Cinema

Festival di Roma, Last Summer quattro giorni per dire addio al proprio figlio

L’opera prima di Leonardo Guerra Seragnoli, direttamente da Prospettive Italia della rassegna romana arriva in sala dal 30 ottobre). Nel cast Rinko Kikuchi, Yorick Van Wageningen, Laura Bach e Lucy Griffiths

di Davide Turrini

Una barca usata come set/unità spaziale circoscritta, uno sviluppo drammaturgico che tende a ripetere situazioni di conflitto tra personaggi aggiungendo ad ogni scena un ulteriore impercettibile senso di inquietudine; un cast artistico internazionale, molto glamour e fascinoso: ecco Last Summer, l’opera prima di Leonardo Guerra Seragnoli, direttamente da Prospettive Italia del Festival di Roma 2014 (in sala dal 30 ottobre). Forse qualcuno ricorderà Il Coltello nell’acqua di Roman Polanski, qualcun altro Ore 10: Calma Piatta dell’australiano Phillip Noyce, ecco, Last Summer trae spunto da questo necessario e voluto isolamento e allontanamento dalla terraferma per raccontare la vicenda lampo di una giovane donna giapponese che ha quattro giorni per dire addio al figlio di sei anni, di cui ha perso la custodia, a bordo dello yacht della facoltosa famiglia occidentale dell’ex-marito. Sola con l’equipaggio che ha il mandato di sorvegliarla a vista, la donna affronta la sfida di ritrovare un legame col bambino prima di doversene separare per il resto della vita.

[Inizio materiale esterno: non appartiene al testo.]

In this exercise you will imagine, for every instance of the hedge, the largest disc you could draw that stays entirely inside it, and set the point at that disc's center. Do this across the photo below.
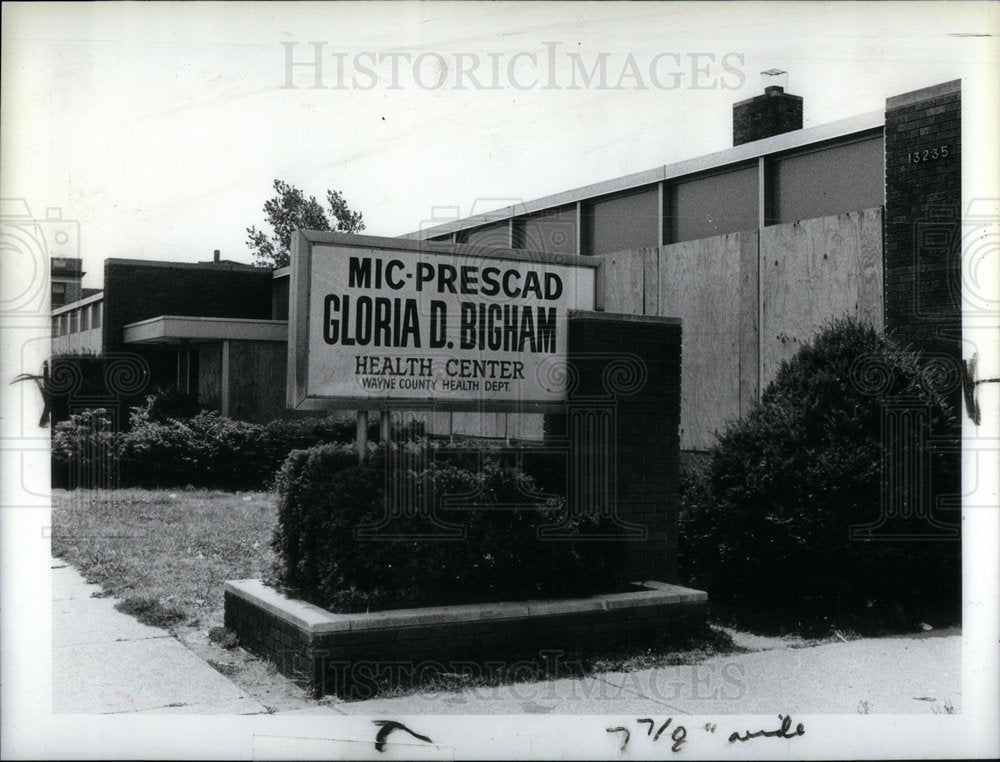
(205, 451)
(325, 495)
(766, 527)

“Quattordici anni fa, una donna, seduta sul divano di casa dei miei genitori, venuta a cena da noi, non riusciva a trattenere le lacrime. Rimasi a guardarla dal bordo della stanza. Provava a raccontare con una voce esile che suo marito le stava portando via i figli. Questo ricordo, rimosso per molti anni, è poi riapparso fino a svilupparsi interiormente e trasformarsi nel soggetto di Last Summer”, spiega il regista Leonardo Guerra Seragnoli, nipote della milionaria imprenditrice bolognese Isabella Seragnoli, lui stesso membro del cda dell’azienda di famiglia Coesia Group, “Con il film volevo indagare la possibilità dell’inizio di un rapporto nella sua fine; raccontare il travaglio di un riavvicinamento. La lotta di potere in cui lo squilibrio di determinate dinamiche sociali rende difficile mantenere intatta la propria identità. Un microcosmo inaccessibile che è luogo di isolamento e coercizione permeato da sentimenti di disorientamento e sconfitta”. Rinko Kikuchi, la protagonista di Babel, interpreta la madre; Yorick Van Wageningen, l’attore tedesco di The Chronicles of Riddick è uno degli addetti della nave; la norvegese Laura Bach e l’inglese Lucy Griffiths arricchiscono infine un cast internazionale di primo piano nonostante ci si trovi di fronte ad un’opera prima: “Avevo il desiderio di capire come oggi, mentre si assiste a uno sgretolamento delle identità nazionali sul web, si crei di pari passo una necessità d’identità culturale maggiore e se questo fosse stato possibile metterlo in discussione subliminalmente in una storia che sia su carta che nella sua creazione s’azzardasse, nella sua commistione, in favore di un centro emotivo universale”.

Ambientato su una barca a vela straordinaria progettata dall’architetto Odile Decq, girato per 24 giorni tra il mar Adriatico e lo Jonio, facendo tappa per una scena del film sulla costa di Otranto, Last Summer vede anche una serie di collaborazioni di prestigio nel cast artistico: ai costumi (non solo da bagno) l’Oscar Milena Canonero (che ha anche partecipato alla produzione), la montatrice austriaca dei film di Michael Haneke, Monika Willi, infine la collaborazione allo script della scrittrice Banana Yoshimoto insieme ad una vecchia conoscenza del fumetto italiano, IgorT: “Ho vissuto in Giappone e lavorato da oltre vent’anni con editori del Sol Levante. E mi ha sempre affascinato il loro modo di vedere il mondo”, ha spiegato il fumettista cagliaritano, “In Giappone chi abbandona l’isola in un certo senso tradisce, questo è un non detto molto presente nella psicologia nipponica, una cosa che crea una specie di solitudine, un vuoto esistenziale importante. Le cose non sono quello che sembrano, ci insegna la mistica orientale. Fedeli ai dettami di questo tipo di storytelling, si è cercato, nel possibile, di raccontare un dramma universale; di parlare al cuore. Che i giapponesi chiamano kokoro, un cuore spirituale”.